09.10.2013
Den Nebenwirkungen von Medikamenten auf der Spur
Egal, ob eine Kopfschmerztablette aus der Hausapotheke oder Antibiotika zur Behandlung einer Lungenentzündung: Jedes Medikament löst im Körper komplexe biochemische Reaktionen aus. Und gerade hier liegt das Problem: Denn bisher können Pharmakologen zwar für einzelne Stoffe testen, wie der Körper darauf reagiert und welche Nebenwirkungen auftreten können. Eine vollständige Entschlüsselung der Effekte von Neben- und Zwischenprodukten innerhalb der biochemischen Reaktionskette ist derzeit jedoch nicht möglich.

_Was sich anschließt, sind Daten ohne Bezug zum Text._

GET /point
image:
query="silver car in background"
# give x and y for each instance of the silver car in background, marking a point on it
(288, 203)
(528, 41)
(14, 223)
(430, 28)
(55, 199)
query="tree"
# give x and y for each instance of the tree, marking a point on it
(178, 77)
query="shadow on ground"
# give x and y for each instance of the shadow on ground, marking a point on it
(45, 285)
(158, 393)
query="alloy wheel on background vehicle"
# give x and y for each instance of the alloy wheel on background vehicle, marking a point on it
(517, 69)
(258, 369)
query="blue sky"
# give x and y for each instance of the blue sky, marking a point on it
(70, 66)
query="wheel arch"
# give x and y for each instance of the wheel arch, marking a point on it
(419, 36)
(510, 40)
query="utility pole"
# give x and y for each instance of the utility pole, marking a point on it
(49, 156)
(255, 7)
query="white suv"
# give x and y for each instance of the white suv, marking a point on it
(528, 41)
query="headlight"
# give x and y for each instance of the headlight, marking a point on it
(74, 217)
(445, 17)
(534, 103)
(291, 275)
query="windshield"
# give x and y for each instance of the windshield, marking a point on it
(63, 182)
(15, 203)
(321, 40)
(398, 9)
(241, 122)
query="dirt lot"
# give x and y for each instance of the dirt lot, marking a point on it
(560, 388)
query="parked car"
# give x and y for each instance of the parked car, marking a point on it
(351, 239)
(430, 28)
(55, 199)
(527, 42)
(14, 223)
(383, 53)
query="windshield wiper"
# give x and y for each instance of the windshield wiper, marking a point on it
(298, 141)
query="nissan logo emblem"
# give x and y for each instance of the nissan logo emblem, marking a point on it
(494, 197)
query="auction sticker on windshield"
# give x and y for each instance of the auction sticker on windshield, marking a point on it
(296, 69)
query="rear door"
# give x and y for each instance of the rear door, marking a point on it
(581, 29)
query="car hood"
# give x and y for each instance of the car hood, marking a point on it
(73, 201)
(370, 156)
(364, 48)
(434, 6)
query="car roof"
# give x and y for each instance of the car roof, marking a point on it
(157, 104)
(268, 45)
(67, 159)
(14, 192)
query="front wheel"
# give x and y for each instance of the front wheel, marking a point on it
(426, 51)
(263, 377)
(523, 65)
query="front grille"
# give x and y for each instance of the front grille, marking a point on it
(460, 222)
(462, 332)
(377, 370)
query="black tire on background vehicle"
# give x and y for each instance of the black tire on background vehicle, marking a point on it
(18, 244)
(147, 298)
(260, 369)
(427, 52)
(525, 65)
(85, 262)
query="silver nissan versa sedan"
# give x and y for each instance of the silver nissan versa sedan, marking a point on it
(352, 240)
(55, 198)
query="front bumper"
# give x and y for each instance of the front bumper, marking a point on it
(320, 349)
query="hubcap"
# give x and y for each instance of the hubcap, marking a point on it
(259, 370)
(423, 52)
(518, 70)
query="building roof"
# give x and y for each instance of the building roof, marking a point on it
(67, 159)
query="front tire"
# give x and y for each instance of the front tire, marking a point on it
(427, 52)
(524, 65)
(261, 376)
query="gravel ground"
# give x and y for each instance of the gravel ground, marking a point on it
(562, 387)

Analyse der komplexen Effekte von Wirk- und Giftstoffen
Wissenschaftler des Kompetenzdreiecks Optische Mikrosysteme (KD OptiMi), an dem u. a. die Friedrich-Schiller-Universität Jena beteiligt ist, haben ein hochintegriertes optisches Mikrosystem entwickelt, das die komplexen Effekte von Wirk- und Giftstoffen auf Lebewesen aufschlüsselt und damit vielfältige Anwendungen in Pharmazie und Umweltanalytik eröffnet. Einen ersten Prototyp des Bioreaktors stellen die Forscher auf der größten Fachmesse für Biotechnologie, Life Sciences und Labortechnik in Europa "Biotechnica" vor, die vom 8. bis 10. Oktober in Hannover stattfindet.

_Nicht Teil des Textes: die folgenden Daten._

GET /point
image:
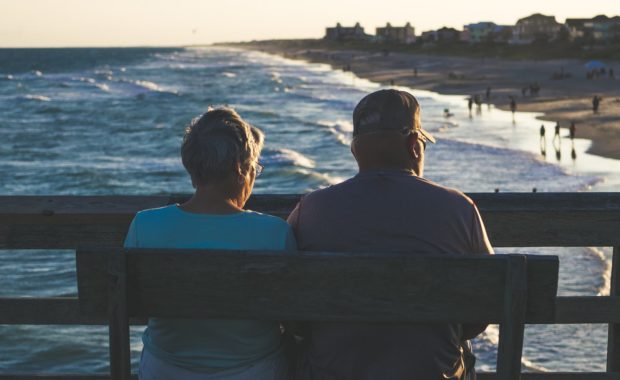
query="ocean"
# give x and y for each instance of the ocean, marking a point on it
(110, 121)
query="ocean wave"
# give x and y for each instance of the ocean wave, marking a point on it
(341, 129)
(138, 86)
(605, 287)
(284, 156)
(40, 98)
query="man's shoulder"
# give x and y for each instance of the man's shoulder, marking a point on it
(446, 193)
(413, 187)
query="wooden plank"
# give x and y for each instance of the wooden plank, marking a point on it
(512, 326)
(613, 341)
(65, 311)
(512, 220)
(587, 309)
(481, 376)
(306, 286)
(556, 376)
(49, 311)
(120, 354)
(58, 377)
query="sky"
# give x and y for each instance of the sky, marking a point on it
(66, 23)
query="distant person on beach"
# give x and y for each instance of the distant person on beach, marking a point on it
(220, 152)
(388, 207)
(596, 102)
(543, 140)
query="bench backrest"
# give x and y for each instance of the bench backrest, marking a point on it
(310, 286)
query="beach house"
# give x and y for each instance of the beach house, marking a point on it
(399, 34)
(536, 27)
(604, 29)
(342, 33)
(478, 32)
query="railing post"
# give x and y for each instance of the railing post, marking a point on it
(512, 325)
(120, 361)
(613, 341)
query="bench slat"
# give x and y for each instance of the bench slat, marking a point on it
(512, 219)
(305, 286)
(481, 376)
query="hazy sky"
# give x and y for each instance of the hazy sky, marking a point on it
(25, 23)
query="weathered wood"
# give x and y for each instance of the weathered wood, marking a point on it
(587, 309)
(120, 354)
(512, 219)
(49, 311)
(65, 311)
(60, 377)
(512, 326)
(481, 376)
(305, 286)
(613, 341)
(557, 376)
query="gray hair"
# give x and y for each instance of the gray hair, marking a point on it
(216, 142)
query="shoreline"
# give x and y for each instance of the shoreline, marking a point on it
(565, 101)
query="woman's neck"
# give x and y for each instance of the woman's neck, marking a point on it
(212, 200)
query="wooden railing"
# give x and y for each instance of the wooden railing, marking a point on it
(512, 220)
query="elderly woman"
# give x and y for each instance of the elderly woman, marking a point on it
(220, 152)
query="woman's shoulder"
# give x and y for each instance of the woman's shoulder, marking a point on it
(155, 214)
(266, 219)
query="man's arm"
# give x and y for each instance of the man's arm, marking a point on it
(480, 244)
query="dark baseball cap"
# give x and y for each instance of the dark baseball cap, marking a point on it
(388, 110)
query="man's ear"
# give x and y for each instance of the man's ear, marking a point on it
(412, 144)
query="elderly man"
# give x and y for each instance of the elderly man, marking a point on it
(388, 207)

"Das System besteht aus mikrofluidischen, mikrooptischen und mikromechanischen Komponenten, so dass mehrere Parameter gleichzeitig gemessen werden können", erklärt Ira Winkler vom Institut für Angewandte Physik. "Damit ist es effizienter, schneller und kostengünstiger als bisherige Verfahren", so die Projektkoordinatorin. Neben Schnelltests ermöglicht der neue Bioreaktor die Analyse von Stoffmischungen auch in niedrigen Konzentrationen sowie die dreidimensionale Kultivierung von Zellaggregaten. "Konventionelle zweidimensionale Proben auf einem Glas- oder Plastikträger bestehen aus nur einer Zellschicht", erläutert Ira Winkler. "Dreidimensionale Proben hingegen imitieren die reale Situation im menschlichen Körper besser und es lassen sich auch die Interaktionen zwischen den Zellen untersuchen."

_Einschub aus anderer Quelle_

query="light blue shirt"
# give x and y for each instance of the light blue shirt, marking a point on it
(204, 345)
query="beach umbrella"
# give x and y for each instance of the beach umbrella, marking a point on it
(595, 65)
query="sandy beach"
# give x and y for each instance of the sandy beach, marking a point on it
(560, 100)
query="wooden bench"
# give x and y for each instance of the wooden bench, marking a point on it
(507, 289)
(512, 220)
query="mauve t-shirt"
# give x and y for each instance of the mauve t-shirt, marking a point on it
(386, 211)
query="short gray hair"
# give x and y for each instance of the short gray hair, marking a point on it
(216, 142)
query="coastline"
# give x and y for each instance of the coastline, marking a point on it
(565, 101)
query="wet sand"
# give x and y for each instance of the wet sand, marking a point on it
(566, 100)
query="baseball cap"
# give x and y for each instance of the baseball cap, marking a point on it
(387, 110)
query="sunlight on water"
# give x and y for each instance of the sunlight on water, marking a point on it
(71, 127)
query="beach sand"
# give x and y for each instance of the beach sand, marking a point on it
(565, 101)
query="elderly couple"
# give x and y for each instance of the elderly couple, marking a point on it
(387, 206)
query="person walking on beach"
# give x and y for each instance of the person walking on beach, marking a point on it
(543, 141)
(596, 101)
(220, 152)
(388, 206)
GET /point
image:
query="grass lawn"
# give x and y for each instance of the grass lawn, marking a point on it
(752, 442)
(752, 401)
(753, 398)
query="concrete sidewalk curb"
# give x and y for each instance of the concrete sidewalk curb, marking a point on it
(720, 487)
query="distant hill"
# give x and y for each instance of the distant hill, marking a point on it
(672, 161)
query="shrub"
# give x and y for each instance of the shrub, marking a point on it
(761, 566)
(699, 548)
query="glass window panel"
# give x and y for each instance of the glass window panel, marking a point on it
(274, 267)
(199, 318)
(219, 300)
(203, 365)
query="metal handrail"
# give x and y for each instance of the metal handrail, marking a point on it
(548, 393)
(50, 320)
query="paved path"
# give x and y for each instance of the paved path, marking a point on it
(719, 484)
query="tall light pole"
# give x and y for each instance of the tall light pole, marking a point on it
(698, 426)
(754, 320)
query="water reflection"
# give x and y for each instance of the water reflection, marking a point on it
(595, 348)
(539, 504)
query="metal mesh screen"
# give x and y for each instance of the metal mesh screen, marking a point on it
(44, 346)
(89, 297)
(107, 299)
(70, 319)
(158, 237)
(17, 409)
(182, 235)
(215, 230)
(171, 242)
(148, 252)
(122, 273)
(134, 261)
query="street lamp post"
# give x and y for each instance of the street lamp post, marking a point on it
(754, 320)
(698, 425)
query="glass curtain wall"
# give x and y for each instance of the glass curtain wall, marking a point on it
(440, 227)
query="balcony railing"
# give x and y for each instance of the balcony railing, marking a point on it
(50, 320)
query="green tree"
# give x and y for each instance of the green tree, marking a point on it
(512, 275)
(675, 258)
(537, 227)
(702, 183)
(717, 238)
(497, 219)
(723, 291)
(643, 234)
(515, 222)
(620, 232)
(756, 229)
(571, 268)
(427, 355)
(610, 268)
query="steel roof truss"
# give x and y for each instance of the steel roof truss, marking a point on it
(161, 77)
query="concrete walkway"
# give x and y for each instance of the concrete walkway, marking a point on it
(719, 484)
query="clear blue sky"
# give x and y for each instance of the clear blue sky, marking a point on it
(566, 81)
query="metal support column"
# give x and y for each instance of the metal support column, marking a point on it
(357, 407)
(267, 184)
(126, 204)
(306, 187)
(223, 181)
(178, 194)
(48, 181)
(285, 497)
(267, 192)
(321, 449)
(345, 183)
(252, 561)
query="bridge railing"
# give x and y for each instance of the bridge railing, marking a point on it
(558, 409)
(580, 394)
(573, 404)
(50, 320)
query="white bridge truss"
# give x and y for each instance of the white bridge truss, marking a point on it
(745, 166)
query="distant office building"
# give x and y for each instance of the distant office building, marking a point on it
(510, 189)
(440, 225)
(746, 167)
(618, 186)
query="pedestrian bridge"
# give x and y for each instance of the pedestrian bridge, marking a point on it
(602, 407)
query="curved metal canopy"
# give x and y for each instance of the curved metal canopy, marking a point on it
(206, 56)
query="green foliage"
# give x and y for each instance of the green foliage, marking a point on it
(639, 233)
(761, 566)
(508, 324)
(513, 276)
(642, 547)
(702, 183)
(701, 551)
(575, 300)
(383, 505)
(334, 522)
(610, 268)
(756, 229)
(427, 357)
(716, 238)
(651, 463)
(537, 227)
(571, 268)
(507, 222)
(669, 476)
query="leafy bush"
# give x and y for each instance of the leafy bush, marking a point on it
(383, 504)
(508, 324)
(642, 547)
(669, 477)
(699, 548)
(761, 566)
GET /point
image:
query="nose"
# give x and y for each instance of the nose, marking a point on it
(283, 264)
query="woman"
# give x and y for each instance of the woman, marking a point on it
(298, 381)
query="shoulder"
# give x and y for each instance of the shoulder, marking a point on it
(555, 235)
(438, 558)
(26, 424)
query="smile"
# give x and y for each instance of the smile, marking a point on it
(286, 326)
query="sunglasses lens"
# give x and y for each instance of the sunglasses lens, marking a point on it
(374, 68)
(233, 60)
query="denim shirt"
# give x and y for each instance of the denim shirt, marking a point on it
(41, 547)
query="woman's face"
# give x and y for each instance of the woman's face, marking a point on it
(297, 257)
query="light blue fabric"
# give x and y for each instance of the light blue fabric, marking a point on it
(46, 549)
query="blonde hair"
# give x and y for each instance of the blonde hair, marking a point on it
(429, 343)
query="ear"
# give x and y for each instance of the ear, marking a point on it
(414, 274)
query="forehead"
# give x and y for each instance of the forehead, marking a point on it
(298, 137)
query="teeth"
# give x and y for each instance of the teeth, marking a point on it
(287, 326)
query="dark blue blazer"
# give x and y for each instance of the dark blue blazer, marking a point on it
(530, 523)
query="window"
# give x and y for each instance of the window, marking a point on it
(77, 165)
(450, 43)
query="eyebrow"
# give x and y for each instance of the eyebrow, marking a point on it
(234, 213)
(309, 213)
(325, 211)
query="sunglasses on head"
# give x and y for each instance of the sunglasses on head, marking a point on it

Auf der Biotechnica präsentiert das KD OptiMi-Team zudem Technologien und Systemteile für ein mikrooptisches Akkommodationssystem, das Menschen mit Grauem Star oder Alterssichtigkeit helfen soll, Objekte in unterschiedlicher Entfernung wieder scharf zu sehen. Das KD OptiMi wird vom Freistaat Thüringen und dem Bundesministerium für Bildung und Forschung gefördert.
Innovatives Verfahren zur Biomarker-Suche
Darüber hinaus ist auf der Messe auch das Forscherteam um PD Dr. Heidrun Rhode vom Institut für Biochemie I des Jenaer Universitätsklinikums vertreten. Die Wissenschaftler präsentieren ein automatisiertes Verfahren sowie entsprechende Gerätetechnik zur Bestimmung sämtlicher Eiweiße, dem sogenannten Proteom, in Körpersäften, wie etwa Blut und Gehirnflüssigkeit. Der auf der Messe vorgestellte Prototyp wurde in einem erst in der vergangenen Woche abgeschlossenen Verbundprojekt mit dem Universitätsklinikum Jena, der Jenaer CyBio AG und der Ilmenauer X-CASE GmbH entwickelt.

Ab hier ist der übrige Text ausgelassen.